With the advent of MacOS 10.2, Macintosh computers can be integrated into the
same authentication system used by Windows computers in the CHEMISTRY domain
(this authentication system is called Microsoft Active Directory).

As soon as this integration is tested, the Macs in the Lab 2105 NW will be
modified to require logins. Macs in administrative offices and research areas
can follow.

This integration will result in one account, your Windows account, being able
to log you into all Windows and Mac computers in the domain. After login,
your U: share will always be connected, regardless of the type of computer
you sit at.

Your Unix account, which you use e.g. to access your email, or to
authenticate department procurement requests (DPRs), remains separate. More
details about your computer accounts can be found in the FAQ

  Internal --> Computer Support --> Chemistry Department Related FAQs -->
           --> Why do I have so many accounts/passwords?

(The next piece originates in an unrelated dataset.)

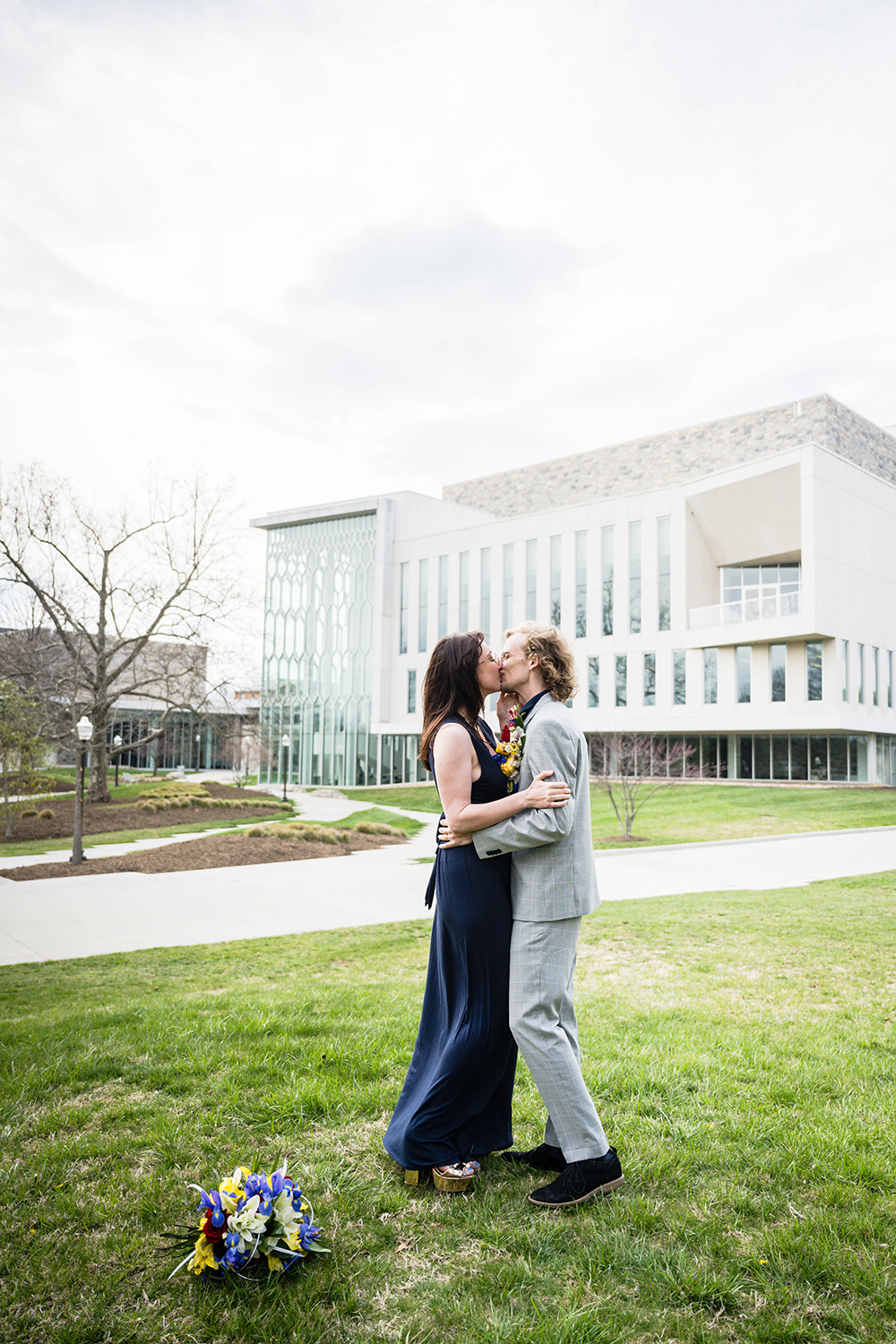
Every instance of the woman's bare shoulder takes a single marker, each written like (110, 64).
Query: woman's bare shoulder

8) General Tips: Did you know that...?


 ... chemistry.ohio-state.edu and www.chemistry.ohio-state.edu are two
     different computers? You use the first address, among other things, to
     access your email, and the second address for web pages.

 ... you need to remember your passwords? See FAQ "Why do I have so many
     accounts/passwords?" The most frequent reason why users think the DPR
     system, or their Eudora, or the Calcium calendar is broken is because
     they can't remember their password, or they don't know which password to
     use. PLEASE read this FAQ. Really.

 ... you may not deploy wireless access points (e.g. Apple Airports) in the
     Department? Open access points are against University policies, and they
     allow anybody on the street to get behind our firewall.

 ... you're not supposed to remove shortcuts, remove software or install
     any software on the PCs in the Computer Lab 2105 NW?

 ... if you use one of the Macs in the Computer Lab 2105 NW, you need to
     authenticate with your osu.edu username/password before you can use
     an application that accesses the network (such as SciFinder)?

 ... staff members should not attempt to install new software on their
     computers themselves? Usually such attempts result in broken systems,
     and it often takes hours to fix them.

 ... you are supposed to send all requests and problem reports to

        support@chemistry.ohio-state.edu

     and NOT to individual members of the support staff? Otherwise, you might
     not get any response if one of us is sick, on vacation, or very busy
     with other tasks.

 ... our FAQs on the web pages contain lots of information about
     recurring problems? Check them out under

        Internal --> Computer Support --> Chemistry Department Related FAQs

     If you have a question that looks like something that somebody else may
     have asked already, try checking the FAQs first.

 ... we perform daily backups of Unix home directories and email spools on
     the chemistry Unix server, as well as daily backups of all U: shares on
     the Windows file server? There are NO BACKUPS of files on individual
     PCs, Macs or Unix workstations.

 ... if you get a message from someone telling you that IBM or another
     computer company just released info about the latest and most terrible
     virus, or one that says that this warning is very new and to SEND IT TO
     EVERYONE YOU KNOW! this message is very likely a hoax? See

        Internal --> Computer Support --> Security and Virus Information

 ... Computer support has two words to say about ANY MESSAGE that says 'send
     it to everyone you know':

       DO NOT!

     Send it to us, and we will verify its urgency and authenticity and warn
     the chemistry community appropriately.

 ... laptops being taken in and out of the Department represent a huge
     security exposure against which our firewall and other tools are
     powerless? Unless you have secured your laptop, have disabled
     unnecessary services, have kept up with patches and are running a
     personal firewall, it is only a question of time until disaster
     strikes.

 ... we cannot tell you your current passwords on Unix or Windows? Passwords
     are stored in encrypted form. We can only change them. If you want to
     have a password changed, please stop by in person and bring an ID.